Agrin is a proteoglycan secreted by the motor neuron's growing axon terminal upon contact with the muscle during embryonic development. It was long thought that agrin's role was to trigger the clustering of acetylcholine receptors (AChRs) to nascent synapse sites. However, agrin-predating, protosynaptic AChR clusters are present well before innervation in the embryo and in myotube cultures, yet no role has been conclusively ascribed to agrin. We used a microfluidic device to focally deliver agrin to protosynaptic AChR clusters in micropatterned myotube cultures. The distribution of AChRs labeled with fluorescent bungarotoxin was imaged at various time points over >24 h. We find that a 4-h focal application of agrin (100 nM) preferentially reduces AChR loss at agrin-exposed clusters by 17% relative to the agrin-deprived clusters on the same myotube. In addition, the focal application increases the addition of AChRs preferentially at the clusters by 10% relative to the agrin-exposed, noncluster areas. Taken together, these findings suggest that a focal agrin stimulus can play a key stabilizing role in the aggregation of AChRs at the early stages of synapse formation. This methodology is generally applicable to various developmental processes and cell types, including neurons and stem cells.

FIGURE 1

Synaptogenesis on a chip. (A) During development, neurons release agrin at the site of contact between nerve and muscle. (B) Fluorescence micrograph of a portion of the myotube microarray after staining the AChRs with Alexa Fluor 488-conjugated α-bungarotoxin (BTX*). Scale bar is 50 μm. (C) Three high-magnification fluorescence micrographs of myotubes stained with BTX*, showing that aneural AChR clusters display intricate shapes similar to those found in vivo. (D) Phase-contrast micrograph of the microfluidic device containing a ladder micropattern of myotubes during stimulation by a laminar stream of agrin (spiked with red Allura dye for visualization). The black-dashed box corresponds to the area shown in panel B.

FIGURE 2

Focal application of agrin onto aneural AChR clusters. (A) Schematic of the experimental design showing the application of fluorescent AChR label (BTX*, green vertical arrows) and of agrin with the imaging times (camera icons). (B) Fluorescence micrograph (false color) of the stream of a fluorescent agrin tracer (Texas Red-conjugated BSA) taken at the end of the experiment, which serves to extrapolate the agrin concentration profile (see Data S1).
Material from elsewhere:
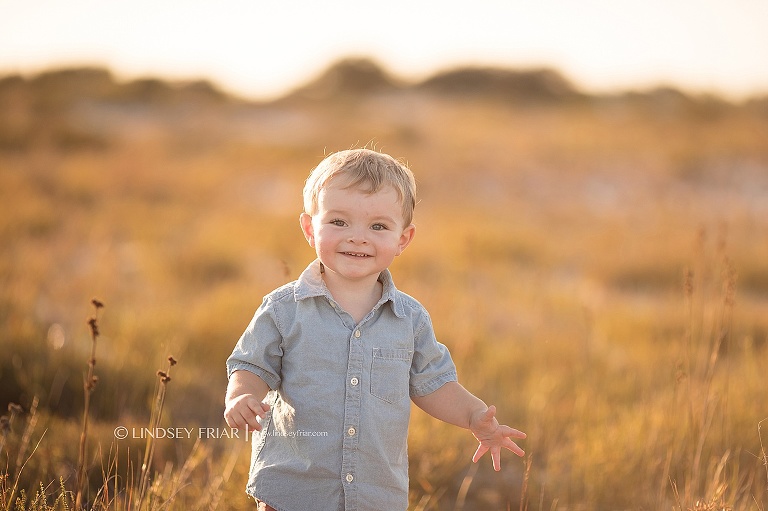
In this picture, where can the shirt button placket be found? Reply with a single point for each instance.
(352, 410)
Overlaid is a line scan (red curve) across the micrograph; clusters are considered exposed to agrin if they are in an area exposed to at least 10% of the maximal agrin concentration, and agrin-deprived otherwise. For reference, red dashed lines denote 50% of maximal agrin concentration. (C) Fluorescence BTX* staining of the same area as in panel B, showing three myotubes across the device. Scale bar is 50 μm. (D) Time evolution of the two areas boxed in panel C from the same myotube. The myotubes were labeled with BTX* right before t = 0 h and right after the t = 24 h time-point image. Cells were focally exposed to agrin (0–4 h) and imaged at the indicated time points. Scale bar is 25 μm.

FIGURE 3

Local AChR density dynamics. (A) Schematic representation of the four regions that are defined and marked for analysis: cluster(s) and myotube background exposed to agrin (regions A and B, respectively) and cluster(s) and myotube background not exposed to agrin (C and D, respectively); A and C are typically comprised of several (range 2–16, average 8 ± SD 5.5) individual clusters. After labeling with a saturating dose of BTX* and background correction, fluorescence intensity in a region X (X = A, B, C, or D) is assumed to be proportional to AChR density, termed X(t). (B) Graph of the average fluorescence intensities in regions A–C and (values relative to the average A(0) for all myotubes) in a representative experiment containing N = 23 myotubes. BTX* was reapplied after t = 24 h (green vertical arrows) to visualize the total AChR density and to assess AChR addition (the t = 24 h data point for experiment 3 could not be obtained, so it was conservatively taken to be equal to the t = 20 h data point, despite the additional 4 h of degradation; this results in a lower estimate of AChR addition upon relabeling). (C) AChR density ratios (as indicated) as a function of time for n = 3 experiments (total N = 48 myotubes).